‘The Marvels’ Director Reveals Dissatisfaction with Marvel Studios – Bundlezy

‘The Marvels’ Director Reveals Dissatisfaction with Marvel Studios

The Marvels director Nia DaCosta broke her silence about her dissatisfaction with the Marvel filmmaking process during an interview with Mark Kermode at London’s British Film Institute (BFI). 

DaCosta, who previously directed the reboot of Candyman (2021) before heading into the Marvel canon, is gearing up for the release of 28 Years Later: The Bone Temple, which hits cinemas in January. She’s also promoting her Amazon Prime film Hedda, a modern adaptation of Henrik Ibsen’s play Hedda Gabler, which is currently in limited release and arrives on the streamer on Oct. 31. 

CHICAGO, ILLINOIS – OCTOBER 19: American filmmaker Nia DaCosta during the Q&A at the 61st Chicago Film Festival for the film “Hedda” at Music Box Theatre on October 19, 2025 in Chicago, Illinois. (Photo by Barry Brecheisen/Getty Images)

‘Marvel Kept Going and Going…’

DaCosta wrote Hedda back in 2018, around the time of her debut film, Little Woods (2018), and had intended to make the low-budget indie her next film. But Hollywood had other plans. When asked why it took so long to realize the project, DaCosta replied: “I wasn’t trying. I wrote it in 2018, and then I came to the U.K. and did two episodes of Top Boy. And then while I was doing Top Boy, I got Candyman. And then, while I was doing Candyman, Marvel happened. And then Marvel kept going and going and going, and felt like it would never end, and then somewhere in, like, year 100, I said, ‘I have to make Hedda next, because I have to come back to my own voice.’”

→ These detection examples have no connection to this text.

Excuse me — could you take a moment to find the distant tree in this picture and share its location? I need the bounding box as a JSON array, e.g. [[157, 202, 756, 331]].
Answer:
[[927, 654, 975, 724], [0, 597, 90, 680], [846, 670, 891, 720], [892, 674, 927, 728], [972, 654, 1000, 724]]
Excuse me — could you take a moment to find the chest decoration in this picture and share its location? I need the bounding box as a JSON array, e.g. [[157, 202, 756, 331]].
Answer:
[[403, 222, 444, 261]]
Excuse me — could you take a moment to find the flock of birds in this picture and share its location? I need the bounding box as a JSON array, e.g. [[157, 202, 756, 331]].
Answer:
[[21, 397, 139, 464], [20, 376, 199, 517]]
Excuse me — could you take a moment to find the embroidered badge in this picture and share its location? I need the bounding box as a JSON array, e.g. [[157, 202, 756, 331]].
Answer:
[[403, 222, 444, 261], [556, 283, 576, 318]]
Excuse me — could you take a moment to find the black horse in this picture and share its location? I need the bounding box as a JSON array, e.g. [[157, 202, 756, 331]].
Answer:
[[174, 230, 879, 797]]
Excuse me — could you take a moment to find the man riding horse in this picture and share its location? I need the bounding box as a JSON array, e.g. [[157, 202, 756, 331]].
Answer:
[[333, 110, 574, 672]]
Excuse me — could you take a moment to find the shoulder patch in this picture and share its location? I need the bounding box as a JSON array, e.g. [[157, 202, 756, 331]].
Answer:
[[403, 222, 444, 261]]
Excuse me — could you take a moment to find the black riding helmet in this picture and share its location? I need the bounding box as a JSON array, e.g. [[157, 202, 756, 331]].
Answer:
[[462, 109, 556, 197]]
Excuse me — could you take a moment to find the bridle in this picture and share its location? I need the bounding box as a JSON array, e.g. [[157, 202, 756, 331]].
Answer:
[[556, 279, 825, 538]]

The Marvels flopped at the box office, netting the lowest all-time opening for any Marvel film upon its release. It grossed just $84.5 million in North America and $206 million worldwide. DaCosta called the experience of making Hedda “the best experience ever, [just] super amazing for myself and my crew,” after spending so many years toiling away at the Marvel factory.

“Did it feel to you, doing [Hedda], that you’re in control?” Kermode asked as DaCosta laughed. “I don’t know what it’s like working in a huge [studio], but I can guess it’s not the easiest experience.”

Marvel Studios

‘What Is This Film Now?’

“It’s an interesting thing, and I think it’s different for everyone, especially at Marvel,” DaCosta explained. “I will say, the shoot was so much fun—or, our initial shoot, our principal photography. And then as most people know, in post [production] things take on a life of their own. I think during our second round of reshoots my crew were kind of like, ‘All right, what are we doing? What’s going on? What is this film now?’”

DaCosta concluded: “I think with Hedda, it was nice to know—not just that we all loved the script and that it’s finite—that we had a limited amount of money, so we knew there weren’t going to be reshoots…As we were getting close to [finishing], I remember my producers going, ‘We just want you to make the movie that you meant to make.’ I had done two studio films, and Hedda was where I remembered, ‘That’s my job. To make my film.’ And I got to do that on 28 [Years Later], which is a franchise movie, but with two director auteurs (Alex Garland and Danny Boyle) who are the producers. Instead of trying to get me to be them, they said, ‘Be you.’”

Hedda is streaming on Amazon Prime from Oct. 31.

28 Years Later: The Bone Temple is in cinemas from Jan. 16, 2026.